Título: “Não me esqueças”
Autora: Alix Garin
Editora: Asa
Tradução: Helena Guimarães
Páginas: 224
Enquanto procuram, os episódios vão passando quase com relativa indiferença do leitor. Não é o problema no carro ou o hotel que interessam ao leitor. Interessa ver a confusão da avó a desenhar-se. Aos poucos, o Alzheimer vai dando conta da vida, tomando conta do espaço, secando tudo à volta. Se não reconhece a neta, torna-se agressiva. Em momentos em que, julgando-se uma criança, observa as próprias mãos, é assolada por uma confusão premente, tortuosa. A doença confunde-se com a loucura e toda a personagem é a confusão inevitável.
Procurando a casa da infância, sabe lá onde está a infância. O cérebro já está apagado por uma nuvem de acontecimentos esquecidos. O leitor, como a neta, vê uma velha – e a essa velha esquece-se das décadas que passaram, julgando-as futuro ainda. Avó, vê-se ainda filha, vê-se criança. A neta vê apenas a avó, e nem por ser esquecida deixará de a recordar até ao fim. Aos poucos, tacteando, com a imagem da própria pele, dá-lhe a entende que o tempo já passou, e que foi muito – e que isso significa que os pais não poderão estar naquela casa onde os procura.

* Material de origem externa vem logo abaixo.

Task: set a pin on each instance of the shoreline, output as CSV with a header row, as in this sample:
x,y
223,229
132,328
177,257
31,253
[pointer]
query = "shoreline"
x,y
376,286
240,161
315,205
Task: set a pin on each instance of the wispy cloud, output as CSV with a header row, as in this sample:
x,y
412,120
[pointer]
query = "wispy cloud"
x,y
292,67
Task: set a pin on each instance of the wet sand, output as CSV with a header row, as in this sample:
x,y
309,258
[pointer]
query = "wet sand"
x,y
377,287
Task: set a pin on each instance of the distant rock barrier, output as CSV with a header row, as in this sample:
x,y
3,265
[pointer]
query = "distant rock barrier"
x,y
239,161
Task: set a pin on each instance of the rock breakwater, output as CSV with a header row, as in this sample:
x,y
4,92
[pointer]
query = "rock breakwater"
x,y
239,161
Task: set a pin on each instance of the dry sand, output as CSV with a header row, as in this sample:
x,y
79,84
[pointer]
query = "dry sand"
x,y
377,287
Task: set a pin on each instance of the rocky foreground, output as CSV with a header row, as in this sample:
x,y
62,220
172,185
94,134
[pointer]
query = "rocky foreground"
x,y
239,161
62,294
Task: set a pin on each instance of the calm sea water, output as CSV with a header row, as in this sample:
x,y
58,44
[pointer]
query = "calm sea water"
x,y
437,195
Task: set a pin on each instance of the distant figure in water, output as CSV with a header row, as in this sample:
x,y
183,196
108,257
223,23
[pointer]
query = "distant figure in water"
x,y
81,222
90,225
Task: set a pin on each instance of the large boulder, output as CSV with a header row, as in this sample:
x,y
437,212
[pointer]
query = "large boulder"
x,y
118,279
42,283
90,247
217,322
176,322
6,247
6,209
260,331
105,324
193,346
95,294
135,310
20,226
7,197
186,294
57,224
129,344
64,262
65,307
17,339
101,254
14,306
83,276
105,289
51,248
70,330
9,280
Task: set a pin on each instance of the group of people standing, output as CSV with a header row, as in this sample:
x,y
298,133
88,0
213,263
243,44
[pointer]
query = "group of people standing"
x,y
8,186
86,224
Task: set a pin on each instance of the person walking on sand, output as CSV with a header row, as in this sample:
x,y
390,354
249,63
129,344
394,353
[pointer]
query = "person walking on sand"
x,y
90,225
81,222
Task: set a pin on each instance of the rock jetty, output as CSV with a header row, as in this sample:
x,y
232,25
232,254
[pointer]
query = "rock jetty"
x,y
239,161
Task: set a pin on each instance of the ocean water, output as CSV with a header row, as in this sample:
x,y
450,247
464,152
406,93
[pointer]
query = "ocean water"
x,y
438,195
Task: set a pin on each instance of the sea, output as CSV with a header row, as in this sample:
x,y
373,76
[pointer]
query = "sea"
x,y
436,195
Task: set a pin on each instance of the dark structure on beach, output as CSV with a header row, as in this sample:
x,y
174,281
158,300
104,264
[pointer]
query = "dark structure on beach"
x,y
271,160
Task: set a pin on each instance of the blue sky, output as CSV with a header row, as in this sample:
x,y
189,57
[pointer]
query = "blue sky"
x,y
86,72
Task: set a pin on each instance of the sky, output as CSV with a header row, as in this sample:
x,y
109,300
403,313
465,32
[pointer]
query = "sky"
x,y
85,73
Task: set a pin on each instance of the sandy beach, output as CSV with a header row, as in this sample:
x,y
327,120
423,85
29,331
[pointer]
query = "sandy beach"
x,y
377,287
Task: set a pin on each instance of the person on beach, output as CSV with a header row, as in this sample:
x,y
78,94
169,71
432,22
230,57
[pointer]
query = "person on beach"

Entre uma e outra, nesta jornada que sabe a reencontro, talvez o ponto em comum seja a solidão. De um lado, há a avó, desligada do passado e do presente. No lar, estava sem a família; fora dele, até tem a neta ao lado, mas isso de pouco vale nos momentos em que não a reconhece. Acercando-se da sua casa de infância, julgando que vai ver os pais, traz à narrativa o desencontro inevitável, as expectativas desalinhadas, a horrorosa imagem de uma criança que tem de pensar na mãe morta, no pai morto. Do outro lado, há a neta, que procura colo e dá colo no mesmo movimento. Enquanto a viagem prossegue, é ela quem faz e resolve, e quem literalmente leva a avó ao colo quando precisa de passos. Ao mesmo tempo, interiormente, vê-se que se desenha um conflito, em grande parte motivado por uma não-aceitação social. Aqui e ali, nas descrições do presente, vão aparecendo apontamentos que são memórias que irrompem e lhe estragam os momentos. Assim, se à tona existe uma coisa, na superfície há outra, e talvez aquela viagem seja mais do que reencontro – talvez seja fuga de um cenário em que a própria vida social a exclui.
De resto, ainda que o enredo consista na busca pela casa, vai tecendo os seus episódios pontuais, que vão tendo os seus pontos ora trágicos, ora cómicos. Isto vai dando cor à narrativa, mantendo a carga emocional e a negrura do momento. Ainda assim, servem para aliviar a tensão da tristeza e da comoção que a doença da personagem deixa no leitor.
De quadrinho em quadrinho, Alix Gario é particularmente exímia no desenho – ignore-se o aparente pleonasmo – de um estado emocional. Em Não me esqueças, tudo é emoção: começa no título, com a súplica, o desejo, e continua em cada confusão, em cada esquecimento, em cada migalhinha de lembrança. Num cenário em que a vida de uma família parece ficar esquecida, a autora teve o condão de conseguir cristalizar qualquer coisa. Já não é coisa pouca.
A autora escreve de acordo com a antiga ortografia.